Drug repurposing is emerging as a vital strategy for accelerating therapeutic discovery while mitigating the risks and costs of de novo drug development. This study introduces a state-of-the-art computational pipeline combining multi-omics data integration, protein-protein interaction (PPI) network analysis, and advanced embedding techniques to systematically uncover drug repurposing opportunities.
Key to our methodology is the application of the network topology-based deep learning framework (NETTAG) with Functional Representation of Gene Signatures (FRoGS) embeddings, benchmarked against traditional Singular Value Decomposition (SVD) embeddings. FRoGS embeddings outperform SVD, delivering superior clustering of PPI networks and enhancing the identification of disease-associated genes (DAGs) with therapeutic potential. Using these methods, prioritized DAGs were matched against drug perturbation signatures to identify repurposing candidates, followed by ligand-based structural reranking of the top candidates using the AlzyFinder platform and a deep learning quantitative structure-activity relationship (QSAR) model.

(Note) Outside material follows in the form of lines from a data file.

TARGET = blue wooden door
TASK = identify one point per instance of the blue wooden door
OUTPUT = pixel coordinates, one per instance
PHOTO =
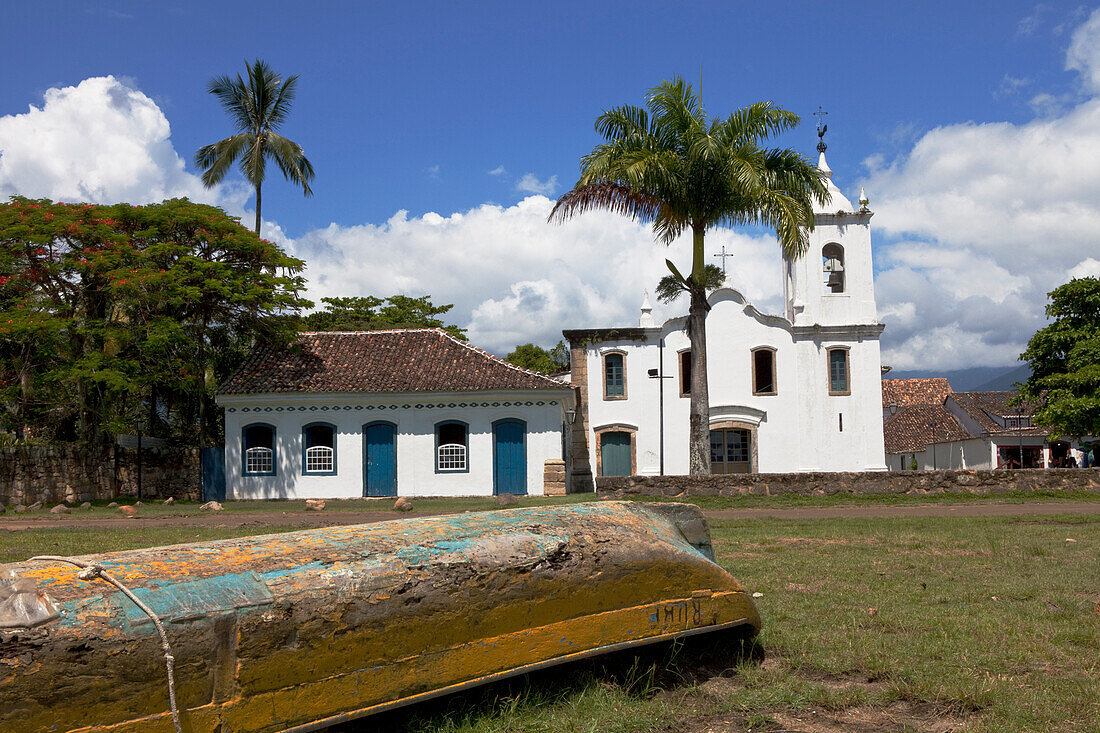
(615, 453)
(380, 476)
(213, 474)
(509, 457)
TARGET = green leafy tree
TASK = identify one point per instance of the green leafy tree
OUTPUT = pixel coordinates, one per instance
(537, 359)
(257, 107)
(118, 318)
(1065, 362)
(373, 314)
(671, 165)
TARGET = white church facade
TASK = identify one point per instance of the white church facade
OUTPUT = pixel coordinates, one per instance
(788, 393)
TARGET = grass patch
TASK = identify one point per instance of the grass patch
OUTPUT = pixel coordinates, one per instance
(792, 501)
(895, 624)
(18, 546)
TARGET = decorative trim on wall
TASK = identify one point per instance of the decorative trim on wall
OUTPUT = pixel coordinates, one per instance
(441, 405)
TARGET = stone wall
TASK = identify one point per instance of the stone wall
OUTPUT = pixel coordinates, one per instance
(871, 482)
(553, 477)
(72, 473)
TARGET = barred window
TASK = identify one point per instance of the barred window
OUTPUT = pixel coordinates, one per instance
(838, 371)
(259, 444)
(319, 444)
(614, 375)
(763, 371)
(259, 460)
(451, 444)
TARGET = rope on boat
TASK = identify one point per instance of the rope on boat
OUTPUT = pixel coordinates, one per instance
(92, 570)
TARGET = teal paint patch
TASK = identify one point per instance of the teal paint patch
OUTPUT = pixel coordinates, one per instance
(195, 599)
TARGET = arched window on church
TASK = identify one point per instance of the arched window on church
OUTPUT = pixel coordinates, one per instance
(833, 264)
(615, 375)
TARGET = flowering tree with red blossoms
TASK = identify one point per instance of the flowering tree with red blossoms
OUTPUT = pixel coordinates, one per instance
(121, 318)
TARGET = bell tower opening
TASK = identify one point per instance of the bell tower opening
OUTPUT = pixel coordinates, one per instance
(833, 266)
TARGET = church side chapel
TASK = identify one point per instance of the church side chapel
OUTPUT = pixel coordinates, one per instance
(789, 393)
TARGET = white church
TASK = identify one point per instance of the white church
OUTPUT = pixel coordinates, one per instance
(421, 413)
(789, 393)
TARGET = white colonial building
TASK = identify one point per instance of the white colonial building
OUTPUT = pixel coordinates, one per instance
(792, 392)
(389, 413)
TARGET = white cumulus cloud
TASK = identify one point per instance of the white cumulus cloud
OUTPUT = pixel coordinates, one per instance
(978, 221)
(530, 184)
(99, 141)
(514, 277)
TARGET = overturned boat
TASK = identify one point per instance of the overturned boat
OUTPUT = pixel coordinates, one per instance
(300, 631)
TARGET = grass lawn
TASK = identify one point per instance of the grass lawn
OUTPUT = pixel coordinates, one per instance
(895, 624)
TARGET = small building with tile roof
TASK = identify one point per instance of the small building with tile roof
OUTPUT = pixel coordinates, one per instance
(927, 424)
(410, 412)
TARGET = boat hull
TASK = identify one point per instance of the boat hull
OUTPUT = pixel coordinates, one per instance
(298, 631)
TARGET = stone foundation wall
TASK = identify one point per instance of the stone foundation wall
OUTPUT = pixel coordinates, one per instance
(871, 482)
(72, 473)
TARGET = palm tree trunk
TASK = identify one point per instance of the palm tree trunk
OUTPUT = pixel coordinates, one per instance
(257, 210)
(699, 427)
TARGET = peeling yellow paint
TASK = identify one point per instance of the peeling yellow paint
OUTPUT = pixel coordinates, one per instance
(342, 622)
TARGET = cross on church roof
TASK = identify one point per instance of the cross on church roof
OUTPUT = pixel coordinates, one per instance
(822, 129)
(723, 255)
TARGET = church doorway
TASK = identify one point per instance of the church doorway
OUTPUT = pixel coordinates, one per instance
(730, 450)
(615, 453)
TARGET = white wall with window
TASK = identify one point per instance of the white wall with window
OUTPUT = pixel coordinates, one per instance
(312, 446)
(801, 390)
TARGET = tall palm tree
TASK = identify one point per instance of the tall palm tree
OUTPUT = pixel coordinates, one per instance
(257, 106)
(671, 165)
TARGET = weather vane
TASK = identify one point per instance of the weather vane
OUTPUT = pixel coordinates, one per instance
(723, 255)
(822, 129)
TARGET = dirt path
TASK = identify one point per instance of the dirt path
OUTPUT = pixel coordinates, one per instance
(100, 518)
(922, 510)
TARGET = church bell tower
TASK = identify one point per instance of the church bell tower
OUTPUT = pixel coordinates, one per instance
(833, 283)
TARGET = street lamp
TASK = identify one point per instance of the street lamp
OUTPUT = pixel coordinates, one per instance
(660, 376)
(932, 426)
(1020, 433)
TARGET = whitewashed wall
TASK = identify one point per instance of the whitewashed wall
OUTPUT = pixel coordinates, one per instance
(415, 415)
(798, 429)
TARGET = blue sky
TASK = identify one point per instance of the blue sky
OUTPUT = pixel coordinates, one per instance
(462, 115)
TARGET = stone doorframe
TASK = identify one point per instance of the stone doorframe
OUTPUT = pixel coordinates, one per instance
(617, 427)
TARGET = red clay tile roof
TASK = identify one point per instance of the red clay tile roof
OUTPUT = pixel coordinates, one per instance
(413, 360)
(915, 392)
(981, 407)
(912, 428)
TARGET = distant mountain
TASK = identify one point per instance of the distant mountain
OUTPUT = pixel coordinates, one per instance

As a case study, this pipeline was applied to circadian rhythm dysfunction in Alzheimer’s Disease (AD), identifying high-confidence insomnia-related drug candidates such as Quetiapine. Comparative analysis revealed significant advantages of FRoGS embeddings in capturing functional relationships, making this workflow a robust and generalizable tool for complex diseases.
This pipeline integrates cutting-edge AI techniques with multi-omics data, contributing to the ongoing efforts to bridge the translational gap in drug repurposing. Its disease-agnostic nature and scalability position it as a critical enabler for uncovering therapeutic opportunities across a broad spectrum of conditions.